We pair safer streets, greening and rewilding, and flexible, neighborhood‑serving zoning with access to capital and hands‑on technical help, so underused blocks can become walkable main streets. Tree‑lined pedestrian corridors improve walkability and climate resilience, while creating natural gathering spaces where neighbors meet, ideas flow, and creative collaboration turns into local jobs and community wealth.
tools for growth
Tools for growth are the levers Grow Hollywood uses to turn ideas into on‑the‑ground change across housing, health, and the neighborhood economy.
Corridor plans that set clear, pro‑housing and pro‑small‑business rules for Hollywood’s main streets so good projects can move by right instead of fighting parcel by parcel.
Streamlined approvals and a “right to a timely decision” that limit discretionary veto points, cap hearing delays, and let compliant projects advance in months, not years.

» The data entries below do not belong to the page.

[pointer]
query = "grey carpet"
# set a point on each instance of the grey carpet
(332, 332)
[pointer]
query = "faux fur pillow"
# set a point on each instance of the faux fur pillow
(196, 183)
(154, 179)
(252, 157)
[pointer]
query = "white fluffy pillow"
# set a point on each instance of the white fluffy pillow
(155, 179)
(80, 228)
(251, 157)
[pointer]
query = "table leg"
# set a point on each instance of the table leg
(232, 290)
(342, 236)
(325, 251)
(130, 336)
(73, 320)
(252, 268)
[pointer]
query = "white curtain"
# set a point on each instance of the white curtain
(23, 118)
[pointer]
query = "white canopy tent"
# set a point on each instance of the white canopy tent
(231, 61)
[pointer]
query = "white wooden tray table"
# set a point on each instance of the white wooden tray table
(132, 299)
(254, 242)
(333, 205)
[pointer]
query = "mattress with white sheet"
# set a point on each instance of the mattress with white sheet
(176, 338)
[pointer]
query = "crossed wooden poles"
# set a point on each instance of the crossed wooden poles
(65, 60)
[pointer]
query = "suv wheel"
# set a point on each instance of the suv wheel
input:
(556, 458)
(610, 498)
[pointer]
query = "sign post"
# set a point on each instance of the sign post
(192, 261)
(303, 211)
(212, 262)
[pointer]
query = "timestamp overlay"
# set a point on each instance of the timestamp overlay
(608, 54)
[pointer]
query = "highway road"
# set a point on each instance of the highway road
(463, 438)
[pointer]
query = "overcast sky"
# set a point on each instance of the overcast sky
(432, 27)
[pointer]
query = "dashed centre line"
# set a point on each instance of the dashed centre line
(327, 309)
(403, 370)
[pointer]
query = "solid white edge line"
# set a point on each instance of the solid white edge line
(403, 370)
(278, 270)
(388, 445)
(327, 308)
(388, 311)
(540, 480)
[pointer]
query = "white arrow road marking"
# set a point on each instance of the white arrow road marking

Adaptive reuse and residential‑over‑retail playbooks that show how to convert empty buildings and underused lots into homes, clinics, and neighborhood‑serving spaces.
Funding and investment strategies - public, philanthropic, and private - that channel capital into small businesses, corridor greening, supportive housing, and community health infrastructure.
Policy research and model ordinances for housing, health access, street vending, and public‑realm improvements that residents, businesses, and policymakers can pick up and use.
Technical assistance and design support for community groups, vendors, and small property owners so they can navigate permits, grants, and regulations instead of being shut out.
Coalition‑building and advocacy training that equip neighbors, workers, and local merchants to organize, testify, and hold the city accountable for delivering on Hollywood’s plans.
Building A Resilient Economy
Community wealth & ownership
Support community land trusts, cooperative ownership models, and shared commercial spaces so local tenants aren’t displaced when corridors heat up.
Promote local hiring, job pipelines, and worker training connected to innovation hubs, film/TV, and tourism so residents capture more of the value created.
Small business stability
Create emergency stabilization tools for small businesses and vendors - grants, bridge loans, and commercial rent protections - to survive downturns, construction, or pandemics.
Build a “back office” support system: help with permitting, licensing, bookkeeping, and digital marketing so neighborhood businesses can compete and grow.
Economic diversification
Encourage a mix of sectors - creative industries, health and social services, neighborhood retail, and tech - so Hollywood isn’t overexposed to one industry or tourist cycles.
Recruit mission-aligned anchor tenants (clinics, schools, arts organizations, training centers) that stay through cycles and generate steady foot traffic for nearby businesses.
Social safety & climate resilience
Tie economic strategy to climate resilience: shade, cooling, stormwater infrastructure, and clean energy so extreme heat or storms don’t shut down streets and businesses.
Integrate housing stability, street outreach, and mental health supports into corridor planning, recognizing that visible disorder and displacement undermine long-term economic health.